An Egyptian comes in to see what Caesar’s intentions are with Cleopatra. Caesar promises to be kind and the Egyptian goes away happy. Caesar tells Procleius to go tell Cleopatra whatever she wants to hear, so he can have her for his triumph. Caesar orders Gallus to go along and maybe Dolabella. Dolabella is busy though, so that will have to wait.

Act V, Scene 2
Cleopatra feels sorry for Caesar. He is a slave to fortune. She is not anymore because she has reached her rock bottom.

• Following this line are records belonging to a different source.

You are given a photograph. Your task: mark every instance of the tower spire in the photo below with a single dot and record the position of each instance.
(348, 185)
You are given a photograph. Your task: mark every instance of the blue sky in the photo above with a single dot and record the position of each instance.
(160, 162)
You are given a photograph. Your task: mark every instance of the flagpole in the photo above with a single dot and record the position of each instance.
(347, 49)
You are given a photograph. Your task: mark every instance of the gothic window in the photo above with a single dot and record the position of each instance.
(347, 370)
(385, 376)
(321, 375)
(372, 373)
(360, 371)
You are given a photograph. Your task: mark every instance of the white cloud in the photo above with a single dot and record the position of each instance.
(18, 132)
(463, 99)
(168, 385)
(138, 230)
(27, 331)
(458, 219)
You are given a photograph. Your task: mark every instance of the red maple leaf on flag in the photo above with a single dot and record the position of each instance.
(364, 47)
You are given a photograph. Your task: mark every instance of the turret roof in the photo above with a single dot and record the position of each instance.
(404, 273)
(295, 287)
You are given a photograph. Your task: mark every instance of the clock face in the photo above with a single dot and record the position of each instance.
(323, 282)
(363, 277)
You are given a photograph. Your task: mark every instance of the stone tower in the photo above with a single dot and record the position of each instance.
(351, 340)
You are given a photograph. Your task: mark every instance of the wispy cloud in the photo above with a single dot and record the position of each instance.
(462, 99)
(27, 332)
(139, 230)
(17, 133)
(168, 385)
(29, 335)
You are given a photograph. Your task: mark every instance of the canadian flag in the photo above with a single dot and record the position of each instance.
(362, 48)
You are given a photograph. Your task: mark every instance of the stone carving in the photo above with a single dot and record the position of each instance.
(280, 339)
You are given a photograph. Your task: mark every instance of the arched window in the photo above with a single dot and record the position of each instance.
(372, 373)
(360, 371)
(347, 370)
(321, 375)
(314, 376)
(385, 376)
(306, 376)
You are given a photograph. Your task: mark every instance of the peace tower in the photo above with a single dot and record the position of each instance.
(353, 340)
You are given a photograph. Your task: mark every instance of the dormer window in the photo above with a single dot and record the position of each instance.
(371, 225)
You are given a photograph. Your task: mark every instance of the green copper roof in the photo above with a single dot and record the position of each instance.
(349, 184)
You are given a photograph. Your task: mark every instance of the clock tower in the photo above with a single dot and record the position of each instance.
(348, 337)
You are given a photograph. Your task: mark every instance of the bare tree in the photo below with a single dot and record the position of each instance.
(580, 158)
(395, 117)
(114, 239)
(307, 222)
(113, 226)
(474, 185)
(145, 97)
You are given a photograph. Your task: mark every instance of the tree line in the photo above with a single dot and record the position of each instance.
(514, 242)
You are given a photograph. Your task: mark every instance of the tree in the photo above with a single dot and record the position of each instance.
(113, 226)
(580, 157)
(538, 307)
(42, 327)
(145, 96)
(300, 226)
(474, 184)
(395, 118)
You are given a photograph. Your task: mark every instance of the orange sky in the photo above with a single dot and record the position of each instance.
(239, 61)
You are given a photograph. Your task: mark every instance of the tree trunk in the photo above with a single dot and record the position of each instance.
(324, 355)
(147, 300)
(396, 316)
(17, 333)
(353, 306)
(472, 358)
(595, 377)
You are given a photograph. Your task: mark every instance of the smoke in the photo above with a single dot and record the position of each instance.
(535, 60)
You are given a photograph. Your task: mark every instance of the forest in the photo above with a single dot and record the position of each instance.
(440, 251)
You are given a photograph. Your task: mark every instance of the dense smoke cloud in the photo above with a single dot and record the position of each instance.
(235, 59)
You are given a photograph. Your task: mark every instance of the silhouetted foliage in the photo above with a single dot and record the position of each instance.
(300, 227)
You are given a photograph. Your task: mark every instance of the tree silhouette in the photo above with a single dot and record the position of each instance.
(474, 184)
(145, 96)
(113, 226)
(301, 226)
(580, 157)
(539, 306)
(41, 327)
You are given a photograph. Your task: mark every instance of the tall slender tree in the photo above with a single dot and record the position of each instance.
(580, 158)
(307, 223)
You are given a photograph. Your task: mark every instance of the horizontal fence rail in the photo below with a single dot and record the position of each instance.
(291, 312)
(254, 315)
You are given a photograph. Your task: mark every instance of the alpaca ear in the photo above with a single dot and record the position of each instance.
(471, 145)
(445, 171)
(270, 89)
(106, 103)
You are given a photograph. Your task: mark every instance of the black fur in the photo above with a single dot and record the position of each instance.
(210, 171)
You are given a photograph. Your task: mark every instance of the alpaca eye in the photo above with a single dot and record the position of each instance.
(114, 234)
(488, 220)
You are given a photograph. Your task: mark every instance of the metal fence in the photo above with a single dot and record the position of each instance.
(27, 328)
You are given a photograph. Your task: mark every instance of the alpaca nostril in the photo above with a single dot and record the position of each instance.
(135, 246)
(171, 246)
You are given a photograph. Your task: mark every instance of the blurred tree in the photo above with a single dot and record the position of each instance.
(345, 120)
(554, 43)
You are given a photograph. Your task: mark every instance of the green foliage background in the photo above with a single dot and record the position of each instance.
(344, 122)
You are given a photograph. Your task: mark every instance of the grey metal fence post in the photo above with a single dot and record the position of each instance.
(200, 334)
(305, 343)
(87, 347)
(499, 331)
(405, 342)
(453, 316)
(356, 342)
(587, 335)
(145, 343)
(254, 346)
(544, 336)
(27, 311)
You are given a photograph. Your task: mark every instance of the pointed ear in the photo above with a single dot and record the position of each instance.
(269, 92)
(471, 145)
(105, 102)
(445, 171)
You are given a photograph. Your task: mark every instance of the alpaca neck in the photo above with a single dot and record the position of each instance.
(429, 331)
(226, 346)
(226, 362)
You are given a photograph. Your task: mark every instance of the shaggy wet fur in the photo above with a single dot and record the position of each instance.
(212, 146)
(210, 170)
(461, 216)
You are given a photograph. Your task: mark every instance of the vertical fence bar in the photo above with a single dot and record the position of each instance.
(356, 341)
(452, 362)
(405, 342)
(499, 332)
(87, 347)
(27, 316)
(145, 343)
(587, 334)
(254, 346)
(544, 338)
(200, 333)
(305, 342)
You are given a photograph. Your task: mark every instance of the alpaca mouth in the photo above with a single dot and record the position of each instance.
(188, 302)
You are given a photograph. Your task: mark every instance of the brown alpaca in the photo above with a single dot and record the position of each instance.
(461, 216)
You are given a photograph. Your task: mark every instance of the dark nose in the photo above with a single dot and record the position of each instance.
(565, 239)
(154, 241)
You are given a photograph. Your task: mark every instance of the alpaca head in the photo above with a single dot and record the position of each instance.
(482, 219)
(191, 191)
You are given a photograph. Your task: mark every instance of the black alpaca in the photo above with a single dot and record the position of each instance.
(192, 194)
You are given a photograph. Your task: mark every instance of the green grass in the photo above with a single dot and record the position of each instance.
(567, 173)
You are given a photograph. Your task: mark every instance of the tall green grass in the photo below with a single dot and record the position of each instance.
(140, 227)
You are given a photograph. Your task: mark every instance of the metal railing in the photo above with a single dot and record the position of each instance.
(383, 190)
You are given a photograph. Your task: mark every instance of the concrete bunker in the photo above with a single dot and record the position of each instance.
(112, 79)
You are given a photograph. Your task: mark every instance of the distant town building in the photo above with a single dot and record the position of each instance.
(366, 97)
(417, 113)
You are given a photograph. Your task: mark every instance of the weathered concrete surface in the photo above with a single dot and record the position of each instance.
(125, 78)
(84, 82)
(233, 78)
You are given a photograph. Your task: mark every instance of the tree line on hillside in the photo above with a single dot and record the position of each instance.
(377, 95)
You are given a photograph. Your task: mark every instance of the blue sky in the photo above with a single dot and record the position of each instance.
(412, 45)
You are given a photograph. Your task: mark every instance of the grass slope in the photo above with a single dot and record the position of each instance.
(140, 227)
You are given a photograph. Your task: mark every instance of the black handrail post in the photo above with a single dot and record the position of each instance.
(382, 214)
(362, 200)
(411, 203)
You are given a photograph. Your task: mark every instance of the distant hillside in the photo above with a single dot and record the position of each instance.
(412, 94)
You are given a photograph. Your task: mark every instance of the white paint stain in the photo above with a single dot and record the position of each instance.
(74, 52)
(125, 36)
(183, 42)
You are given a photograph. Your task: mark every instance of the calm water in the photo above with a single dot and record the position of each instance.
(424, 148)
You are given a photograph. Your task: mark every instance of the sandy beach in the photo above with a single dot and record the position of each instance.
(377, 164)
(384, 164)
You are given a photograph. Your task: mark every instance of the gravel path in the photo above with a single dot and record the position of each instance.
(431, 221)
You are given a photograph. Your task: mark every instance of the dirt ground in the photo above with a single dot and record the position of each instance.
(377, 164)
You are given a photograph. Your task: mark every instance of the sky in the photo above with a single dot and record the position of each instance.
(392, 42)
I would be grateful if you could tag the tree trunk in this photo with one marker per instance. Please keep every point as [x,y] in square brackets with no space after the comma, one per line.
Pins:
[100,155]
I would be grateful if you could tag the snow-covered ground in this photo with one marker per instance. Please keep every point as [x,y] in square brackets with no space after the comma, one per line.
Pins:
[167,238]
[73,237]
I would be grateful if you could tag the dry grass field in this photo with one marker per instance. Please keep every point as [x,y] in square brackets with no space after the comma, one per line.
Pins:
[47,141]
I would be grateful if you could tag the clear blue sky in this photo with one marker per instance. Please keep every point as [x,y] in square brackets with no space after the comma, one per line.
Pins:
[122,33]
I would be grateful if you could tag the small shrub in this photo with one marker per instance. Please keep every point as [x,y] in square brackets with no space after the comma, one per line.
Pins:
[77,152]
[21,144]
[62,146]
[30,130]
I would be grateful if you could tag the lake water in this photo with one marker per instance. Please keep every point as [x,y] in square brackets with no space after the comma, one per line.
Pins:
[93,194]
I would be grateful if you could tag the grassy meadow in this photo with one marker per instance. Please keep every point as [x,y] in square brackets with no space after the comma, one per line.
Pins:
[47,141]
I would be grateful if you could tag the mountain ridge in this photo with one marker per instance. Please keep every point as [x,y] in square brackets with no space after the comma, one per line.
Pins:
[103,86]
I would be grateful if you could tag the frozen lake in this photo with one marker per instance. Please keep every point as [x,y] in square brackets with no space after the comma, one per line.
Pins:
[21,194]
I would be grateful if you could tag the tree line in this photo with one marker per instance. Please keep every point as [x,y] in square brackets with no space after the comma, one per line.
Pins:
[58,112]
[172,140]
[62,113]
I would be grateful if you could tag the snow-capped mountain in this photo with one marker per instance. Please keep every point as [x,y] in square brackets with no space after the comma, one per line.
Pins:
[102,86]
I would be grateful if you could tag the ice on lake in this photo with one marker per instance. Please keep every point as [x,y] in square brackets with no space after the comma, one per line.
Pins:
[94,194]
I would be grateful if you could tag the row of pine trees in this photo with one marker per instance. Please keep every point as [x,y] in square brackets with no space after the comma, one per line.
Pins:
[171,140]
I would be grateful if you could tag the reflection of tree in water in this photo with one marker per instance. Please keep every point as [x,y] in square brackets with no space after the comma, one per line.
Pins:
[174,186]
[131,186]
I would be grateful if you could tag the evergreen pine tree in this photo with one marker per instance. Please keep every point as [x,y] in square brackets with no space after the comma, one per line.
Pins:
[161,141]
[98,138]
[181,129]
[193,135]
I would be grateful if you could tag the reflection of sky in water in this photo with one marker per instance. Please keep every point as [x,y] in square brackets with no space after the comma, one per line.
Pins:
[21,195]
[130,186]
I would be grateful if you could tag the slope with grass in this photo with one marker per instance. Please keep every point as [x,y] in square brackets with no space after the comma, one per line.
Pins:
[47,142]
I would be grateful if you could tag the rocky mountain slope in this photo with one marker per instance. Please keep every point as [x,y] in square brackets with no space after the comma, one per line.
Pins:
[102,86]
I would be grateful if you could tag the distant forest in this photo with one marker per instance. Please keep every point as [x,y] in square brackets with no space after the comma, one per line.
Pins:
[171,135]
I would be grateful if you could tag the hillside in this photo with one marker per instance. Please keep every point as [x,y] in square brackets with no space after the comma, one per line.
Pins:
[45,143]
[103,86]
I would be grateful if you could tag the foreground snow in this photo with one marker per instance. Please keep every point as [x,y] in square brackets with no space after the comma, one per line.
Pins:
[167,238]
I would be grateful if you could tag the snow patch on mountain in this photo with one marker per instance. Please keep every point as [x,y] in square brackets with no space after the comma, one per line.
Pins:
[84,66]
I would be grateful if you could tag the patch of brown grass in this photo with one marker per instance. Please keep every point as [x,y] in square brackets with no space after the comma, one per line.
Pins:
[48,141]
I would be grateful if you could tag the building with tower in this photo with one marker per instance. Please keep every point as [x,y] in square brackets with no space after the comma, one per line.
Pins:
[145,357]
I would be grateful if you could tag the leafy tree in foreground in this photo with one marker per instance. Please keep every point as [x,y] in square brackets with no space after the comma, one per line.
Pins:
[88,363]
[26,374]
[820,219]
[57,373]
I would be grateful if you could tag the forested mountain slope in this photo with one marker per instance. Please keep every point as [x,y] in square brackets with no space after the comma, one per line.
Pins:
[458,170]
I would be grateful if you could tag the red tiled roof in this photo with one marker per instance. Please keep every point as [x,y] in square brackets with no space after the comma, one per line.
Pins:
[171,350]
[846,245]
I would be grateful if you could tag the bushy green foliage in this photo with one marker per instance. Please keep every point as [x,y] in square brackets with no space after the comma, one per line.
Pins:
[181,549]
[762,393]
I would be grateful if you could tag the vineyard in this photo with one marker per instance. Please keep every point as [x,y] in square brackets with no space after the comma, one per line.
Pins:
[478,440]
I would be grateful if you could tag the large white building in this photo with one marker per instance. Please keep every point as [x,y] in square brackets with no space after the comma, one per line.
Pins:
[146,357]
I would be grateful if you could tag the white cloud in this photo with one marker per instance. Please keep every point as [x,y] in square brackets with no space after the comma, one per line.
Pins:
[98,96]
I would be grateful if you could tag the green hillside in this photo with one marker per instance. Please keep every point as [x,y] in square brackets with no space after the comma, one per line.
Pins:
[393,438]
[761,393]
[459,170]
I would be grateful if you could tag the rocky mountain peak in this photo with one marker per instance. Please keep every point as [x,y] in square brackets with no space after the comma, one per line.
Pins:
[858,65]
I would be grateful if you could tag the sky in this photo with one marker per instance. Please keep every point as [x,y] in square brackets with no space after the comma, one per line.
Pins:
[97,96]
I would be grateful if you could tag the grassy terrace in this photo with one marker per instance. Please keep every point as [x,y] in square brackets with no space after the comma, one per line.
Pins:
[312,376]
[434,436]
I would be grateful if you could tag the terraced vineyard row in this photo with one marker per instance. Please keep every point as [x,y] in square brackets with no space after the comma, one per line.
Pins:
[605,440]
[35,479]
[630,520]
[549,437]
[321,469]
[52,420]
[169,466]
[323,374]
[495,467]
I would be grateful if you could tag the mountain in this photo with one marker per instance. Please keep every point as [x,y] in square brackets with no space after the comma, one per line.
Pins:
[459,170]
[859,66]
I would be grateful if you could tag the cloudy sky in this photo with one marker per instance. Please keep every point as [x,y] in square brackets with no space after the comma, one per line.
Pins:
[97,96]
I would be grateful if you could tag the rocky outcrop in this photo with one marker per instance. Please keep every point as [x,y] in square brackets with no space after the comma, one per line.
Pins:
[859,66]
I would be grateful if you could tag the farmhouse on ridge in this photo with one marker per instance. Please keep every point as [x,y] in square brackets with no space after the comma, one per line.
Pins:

Proculeius enters to ask Cleopatra what she might want from Caesar. She is hesitant to trust him despite what Antony said. All she asks is that her son may be allowed to rule Egypt after her. Proculeius reassures her that Caesar will be kind to her. Then, he ambushes her. She tries to kill herself, but Proculeius stops her. He won’t let her rob Caesar of his triumph. She details the horrible things that she believes Caesar will do to her. Proculeius doesn’t believe Caesar will be that cruel.

Dolabella enters and takes control of Cleopatra. He tries to speak with her, but she launches into a long speech about how amazingly great Antony was. She puts his traits into cosmic terms rather than those of a mortal man. Dolabella is finally able to get a word in, he confirms that Cleopatra will be the lead of his triumph.

Caesar enters to speak with Cleopatra. He assures her that he will care for her in the manner she would want. However, if she kills herself, he will make sure that none of her children rule Egypt. Cleopatra bows to Caesar and promises him all her treasures, promising that she has held nothing back. Her treasurer, however, indicates that she has reserved some of her treasure for herself. She rages at the treasurer and assures Caesar that she has only kept a few small treasures to give to honored guests. Caesar doesn’t care that she kept any treasure. He finds it wise and promises that none of her treasure will be included in the inventory. He, again, promises her mercy and kindness.

Cleopatra sees right through that nonsense and whispers something to Charmian, who leaves. Dolabella tells Cleopatra about Caesar’s plan to march her and her children through Syria and back to Rome. He leaves, having done his duty for the queen. Cleopatra explains to Iras that they will be paraded before the lowest members of Roman society. They will be mocked and have things thrown at them. Then, they will be subject to a horrible play that will make fun of Antony and Cleopatra, who will be played by a boy. Cleopatra refuses to be a part of it.

Charmian returns and Cleopatra tells her ladies to put her best garments on her. She will meet Mark Antony in the same attire she had on when they first met.

It wouldn’t be a Shakespeare play without a Clown, so enter a rural citizen with a basket of “figs.” He is actually carrying a poisonous snake, known as an asp. Cleopatra asks if it’s lethal bite is painless and effective. He assures her that very few people survive the bite and he has known of many people who have been bitten. Including one woman last week. She was a good woman, except for the occasional lie, which she shouldn’t do, but still. He warns Cleopatra that the snake is not to be trusted because it will bite. She promises to heed his word and sends him off.

Cleopatra gives her final speech as she prepares for death. She kisses Iras, who promptly dies. She refuses to have Antony meet Iras first, so she applies an asp to her breast and then her arm before finally dying. Caesar’s people come in just in time to see Charmian die. They raise the alarm. Caesar comes in to see the aftermath. After some investigating, they figure out that Cleopatra and Charmian died of an asp bite. Caesar calls her brave and orders that she be buried with Antony. Caesar’s army will attend the funeral.